Unraveling the Formation Mechanism of Nanoparticles Sputtered in Ionic Liquid

The formation of nanoparticles by sputtering on ionic liquids could occur at the surface or in the volume of the liquid. To clarify which process occurs, Cu was sputtered in inert and oxidative plasma onto two different ionic liquids. 1-Butyl-3-methylimidazolium bis(trifluoromethylsulfonyl)imide [Bmim][(Tf)(2)N] and 1-ethyl-3-methylimidazolium bis(trifluoromethylsulfonyl)imide [Emim][(Tf)(2)N] were selected for their low solubility of oxygen and their different surface tensions to differentiate the influence of the ionic liquid characteristics on the formation process and characteristics of nanoparticles.

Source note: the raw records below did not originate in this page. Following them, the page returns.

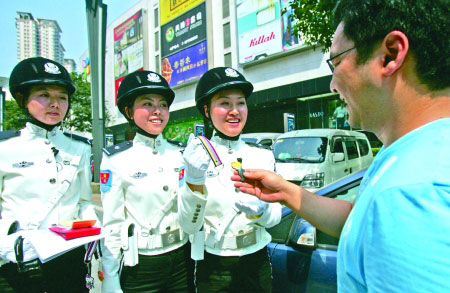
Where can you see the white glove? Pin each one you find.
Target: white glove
(111, 284)
(7, 248)
(196, 160)
(251, 205)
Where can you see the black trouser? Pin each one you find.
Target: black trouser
(248, 273)
(169, 272)
(66, 273)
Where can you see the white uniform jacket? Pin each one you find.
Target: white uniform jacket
(228, 232)
(139, 185)
(45, 178)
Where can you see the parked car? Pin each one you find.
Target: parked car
(261, 138)
(303, 258)
(313, 158)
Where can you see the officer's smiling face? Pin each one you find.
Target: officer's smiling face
(228, 111)
(48, 103)
(150, 112)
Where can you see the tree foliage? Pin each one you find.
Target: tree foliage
(314, 21)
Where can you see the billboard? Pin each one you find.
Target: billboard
(128, 47)
(170, 9)
(184, 31)
(186, 65)
(262, 30)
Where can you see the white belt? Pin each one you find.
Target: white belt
(152, 241)
(233, 242)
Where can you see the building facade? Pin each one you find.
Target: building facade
(38, 37)
(183, 39)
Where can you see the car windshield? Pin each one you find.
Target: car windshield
(300, 149)
(249, 139)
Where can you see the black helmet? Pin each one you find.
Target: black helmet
(140, 83)
(217, 79)
(38, 70)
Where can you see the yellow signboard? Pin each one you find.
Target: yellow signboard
(170, 9)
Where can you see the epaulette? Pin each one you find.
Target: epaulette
(118, 148)
(257, 145)
(77, 137)
(177, 143)
(9, 133)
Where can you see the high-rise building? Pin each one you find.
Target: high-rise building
(38, 37)
(70, 65)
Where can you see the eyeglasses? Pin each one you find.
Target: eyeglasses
(331, 65)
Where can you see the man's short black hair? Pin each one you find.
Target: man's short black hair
(426, 23)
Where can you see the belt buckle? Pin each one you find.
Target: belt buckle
(170, 238)
(246, 240)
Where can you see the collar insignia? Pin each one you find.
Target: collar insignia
(139, 175)
(23, 164)
(51, 68)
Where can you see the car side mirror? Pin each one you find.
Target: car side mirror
(338, 157)
(303, 234)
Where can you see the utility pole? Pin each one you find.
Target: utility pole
(96, 25)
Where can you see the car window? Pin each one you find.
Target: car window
(337, 146)
(267, 142)
(352, 150)
(249, 139)
(300, 149)
(363, 146)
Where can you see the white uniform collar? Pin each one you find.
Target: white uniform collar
(39, 131)
(154, 143)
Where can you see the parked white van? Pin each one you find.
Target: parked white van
(262, 138)
(313, 158)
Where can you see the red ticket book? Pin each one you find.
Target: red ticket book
(75, 233)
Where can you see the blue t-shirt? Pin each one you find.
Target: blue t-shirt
(397, 237)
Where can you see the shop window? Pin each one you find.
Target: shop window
(225, 8)
(226, 35)
(227, 59)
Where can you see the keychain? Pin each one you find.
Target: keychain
(238, 167)
(89, 279)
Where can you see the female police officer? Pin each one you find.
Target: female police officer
(236, 257)
(44, 178)
(139, 184)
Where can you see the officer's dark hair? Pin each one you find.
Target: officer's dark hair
(426, 23)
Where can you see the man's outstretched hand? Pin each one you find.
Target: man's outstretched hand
(267, 186)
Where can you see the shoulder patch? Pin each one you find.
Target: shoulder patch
(118, 148)
(77, 137)
(177, 143)
(9, 133)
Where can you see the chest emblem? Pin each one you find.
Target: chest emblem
(105, 180)
(23, 164)
(139, 175)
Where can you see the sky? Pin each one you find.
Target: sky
(71, 18)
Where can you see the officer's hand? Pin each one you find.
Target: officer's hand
(196, 160)
(7, 248)
(250, 205)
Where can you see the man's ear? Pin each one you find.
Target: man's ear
(395, 47)
(205, 108)
(129, 112)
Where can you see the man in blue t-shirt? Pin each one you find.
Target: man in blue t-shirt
(391, 65)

The chemical state of nanoparticles in the ionic liquids, metallic or oxidized, was analyzed by X-ray photoelectron spectroscopy. Transmission electron microscopy was performed to acquire nanoparticle size distributions and shapes. The results indicate that nanoparticle formation occurs within the ionic liquid volume, contradicting the prevailing assumption that nanoparticle formation begins at the ionic liquid surface. Nanoparticle size distributions indicate that a higher viscosity of the ionic liquid results in higher nanoparticle diameters.